I have known Frank Petrock for a long time. I have often heard him tell of his journey as a 25-year-old heading a program in a maximum security prison. Recently he sent me a manuscript that records the story. Frank was assigned to open a program to rehabilitate hardened criminals. Every day his life was at risk. Nothing done anywhere else had ever worked. The people above him saw the situation as hopeless and told him he could do whatever he liked.
The freedom was wonderful, but the challenge was impossible and he only had four months to plan. So Frank and his people visited prisons, read literature, and talked to anyone they could find. Their only asset was youthfulness and inexperience.
What came from the exploratory effort was a very strange set of principles. Instead of focusing on changing the inmates, they focused on changing the prison. Instead of changing attitudes and values to get behavior change, they determined to change behavior in a way that would alter attitudes and values. Instead of trying to restore inmates to good health, they questioned if the inmates had ever been in such a state. Instead of accepting the usual norms of “socialism” that dominate prison life, they determined to build the recovery process around principles of capitalism. Instead of relying on control, they introduced the concept of choice and accountability. Instead of focusing on failure and punishment, they focused on success and reward. These radical ideas eventually led to unconventional success.
The temptation is to explore the principles and the learning process that gave rise to the success. What I want to emphasize instead is a single paragraph. I believe it underlies every account of positive leadership and organizational transformation:
“I must tell you that I was afraid every day. This troubled me, because I thought of being afraid as a weakness – until I came across something I read about courage. As best as I can recollect, whoever wrote it said that ‘courage is doing what you have to do, even when you are afraid.’ Coming to understand this helped a lot. I continued to be afraid, as I continued to step up to what was required of me” (Petrock, The Readustment Unit, pp.16).

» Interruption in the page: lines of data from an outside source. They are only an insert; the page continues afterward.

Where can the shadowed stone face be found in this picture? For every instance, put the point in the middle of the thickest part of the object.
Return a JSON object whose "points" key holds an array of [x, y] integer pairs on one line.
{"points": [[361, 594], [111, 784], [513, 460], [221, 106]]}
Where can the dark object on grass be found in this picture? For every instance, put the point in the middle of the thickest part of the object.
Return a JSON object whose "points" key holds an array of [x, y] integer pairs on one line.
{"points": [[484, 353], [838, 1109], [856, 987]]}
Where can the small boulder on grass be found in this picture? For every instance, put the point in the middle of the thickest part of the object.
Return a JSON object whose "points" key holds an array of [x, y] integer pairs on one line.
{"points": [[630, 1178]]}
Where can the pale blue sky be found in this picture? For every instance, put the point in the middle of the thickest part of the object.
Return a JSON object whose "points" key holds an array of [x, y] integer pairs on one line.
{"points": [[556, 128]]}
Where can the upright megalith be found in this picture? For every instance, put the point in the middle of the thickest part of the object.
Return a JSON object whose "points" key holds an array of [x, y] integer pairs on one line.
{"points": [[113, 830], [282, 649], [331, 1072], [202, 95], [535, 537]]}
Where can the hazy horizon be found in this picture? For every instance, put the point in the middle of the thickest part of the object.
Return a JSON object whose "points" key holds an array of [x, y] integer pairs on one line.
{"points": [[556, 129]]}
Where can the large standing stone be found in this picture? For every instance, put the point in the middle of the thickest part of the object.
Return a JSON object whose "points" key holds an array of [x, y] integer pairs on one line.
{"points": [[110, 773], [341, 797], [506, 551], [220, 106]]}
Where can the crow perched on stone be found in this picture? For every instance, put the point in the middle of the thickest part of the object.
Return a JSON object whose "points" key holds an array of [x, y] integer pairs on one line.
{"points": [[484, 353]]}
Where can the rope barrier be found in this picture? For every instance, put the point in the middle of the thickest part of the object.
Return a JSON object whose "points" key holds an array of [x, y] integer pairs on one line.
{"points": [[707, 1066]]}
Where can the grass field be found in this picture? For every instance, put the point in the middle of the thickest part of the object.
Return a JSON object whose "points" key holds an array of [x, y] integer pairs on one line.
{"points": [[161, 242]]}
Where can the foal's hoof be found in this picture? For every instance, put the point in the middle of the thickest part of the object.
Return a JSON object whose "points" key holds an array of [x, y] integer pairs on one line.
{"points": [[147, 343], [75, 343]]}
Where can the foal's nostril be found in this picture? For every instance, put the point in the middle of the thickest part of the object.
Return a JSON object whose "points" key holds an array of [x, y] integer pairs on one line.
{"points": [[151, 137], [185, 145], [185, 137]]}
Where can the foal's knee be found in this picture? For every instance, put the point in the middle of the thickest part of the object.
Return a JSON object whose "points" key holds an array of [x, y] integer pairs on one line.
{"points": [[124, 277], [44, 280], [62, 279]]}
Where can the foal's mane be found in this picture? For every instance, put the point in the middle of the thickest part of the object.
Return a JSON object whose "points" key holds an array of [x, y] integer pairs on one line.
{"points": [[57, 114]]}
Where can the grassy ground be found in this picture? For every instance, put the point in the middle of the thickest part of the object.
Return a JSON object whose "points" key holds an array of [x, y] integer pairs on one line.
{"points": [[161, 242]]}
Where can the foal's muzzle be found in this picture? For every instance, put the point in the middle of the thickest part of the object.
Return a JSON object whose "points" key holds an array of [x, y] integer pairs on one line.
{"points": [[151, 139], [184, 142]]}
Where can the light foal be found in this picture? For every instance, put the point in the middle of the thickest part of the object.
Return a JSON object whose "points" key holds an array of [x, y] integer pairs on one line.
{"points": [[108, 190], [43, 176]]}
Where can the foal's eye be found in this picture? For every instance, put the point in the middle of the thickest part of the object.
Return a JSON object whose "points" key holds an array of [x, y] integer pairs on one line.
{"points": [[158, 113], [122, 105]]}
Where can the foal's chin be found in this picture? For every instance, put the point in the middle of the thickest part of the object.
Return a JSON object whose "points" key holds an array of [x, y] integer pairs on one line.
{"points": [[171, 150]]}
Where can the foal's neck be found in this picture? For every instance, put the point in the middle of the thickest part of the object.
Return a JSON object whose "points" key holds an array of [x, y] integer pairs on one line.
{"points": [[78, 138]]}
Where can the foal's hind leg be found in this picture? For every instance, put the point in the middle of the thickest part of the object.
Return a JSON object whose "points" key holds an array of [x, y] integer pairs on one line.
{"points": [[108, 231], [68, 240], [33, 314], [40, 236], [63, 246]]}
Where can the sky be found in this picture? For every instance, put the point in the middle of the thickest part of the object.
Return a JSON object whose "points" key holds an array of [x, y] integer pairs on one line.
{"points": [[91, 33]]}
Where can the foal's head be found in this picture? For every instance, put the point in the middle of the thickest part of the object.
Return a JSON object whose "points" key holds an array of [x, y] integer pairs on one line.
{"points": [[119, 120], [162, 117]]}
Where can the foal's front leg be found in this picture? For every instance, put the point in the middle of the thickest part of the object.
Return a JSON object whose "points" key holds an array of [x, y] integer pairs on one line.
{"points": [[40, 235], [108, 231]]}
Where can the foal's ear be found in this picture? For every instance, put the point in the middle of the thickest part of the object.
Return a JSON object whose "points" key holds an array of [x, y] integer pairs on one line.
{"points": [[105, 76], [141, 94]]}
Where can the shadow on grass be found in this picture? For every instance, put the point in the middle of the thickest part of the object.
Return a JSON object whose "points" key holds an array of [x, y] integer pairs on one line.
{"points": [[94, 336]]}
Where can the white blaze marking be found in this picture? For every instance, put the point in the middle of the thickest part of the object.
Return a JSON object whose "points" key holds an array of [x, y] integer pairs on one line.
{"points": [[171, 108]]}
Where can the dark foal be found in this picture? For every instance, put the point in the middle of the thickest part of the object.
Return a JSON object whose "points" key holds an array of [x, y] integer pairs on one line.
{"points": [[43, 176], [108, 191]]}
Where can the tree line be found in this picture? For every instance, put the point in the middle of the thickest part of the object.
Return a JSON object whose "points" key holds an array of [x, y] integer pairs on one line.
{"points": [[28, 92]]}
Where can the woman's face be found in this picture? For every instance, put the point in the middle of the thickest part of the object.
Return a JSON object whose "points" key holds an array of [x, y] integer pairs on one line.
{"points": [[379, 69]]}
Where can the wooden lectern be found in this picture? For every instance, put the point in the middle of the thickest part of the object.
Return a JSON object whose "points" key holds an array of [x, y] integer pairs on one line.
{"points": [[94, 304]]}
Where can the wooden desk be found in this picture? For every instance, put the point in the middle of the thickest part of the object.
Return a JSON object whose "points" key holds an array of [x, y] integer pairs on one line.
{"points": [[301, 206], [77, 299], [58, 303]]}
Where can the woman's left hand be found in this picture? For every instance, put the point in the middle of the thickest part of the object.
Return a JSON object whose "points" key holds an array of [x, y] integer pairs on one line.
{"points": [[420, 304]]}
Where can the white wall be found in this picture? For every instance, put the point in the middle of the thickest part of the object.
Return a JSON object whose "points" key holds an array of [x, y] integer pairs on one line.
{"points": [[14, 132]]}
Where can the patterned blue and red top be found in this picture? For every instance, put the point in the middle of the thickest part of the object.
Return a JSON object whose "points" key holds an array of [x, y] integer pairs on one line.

The conventional lens assumes knowledge. The positive lends assumes purpose and the courage to learn in real time. We take on a purpose that is larger than we are. We know the vision but not how to bring it about. We then, with fear, step into the purpose. We stay in the cauldron of uncertainty until we learn what to do. When we come out, we know things the conventional manager cannot understand. This is what Frank did. The outcome violated all the conventional assumptions.
- How does your current professional challenge compare to Frank’s challenge?
- Into what fears does your current purpose take you?
- What can you teach your people about personal cauldrons of transformation?
- How could we use this passage to create a more positive organization?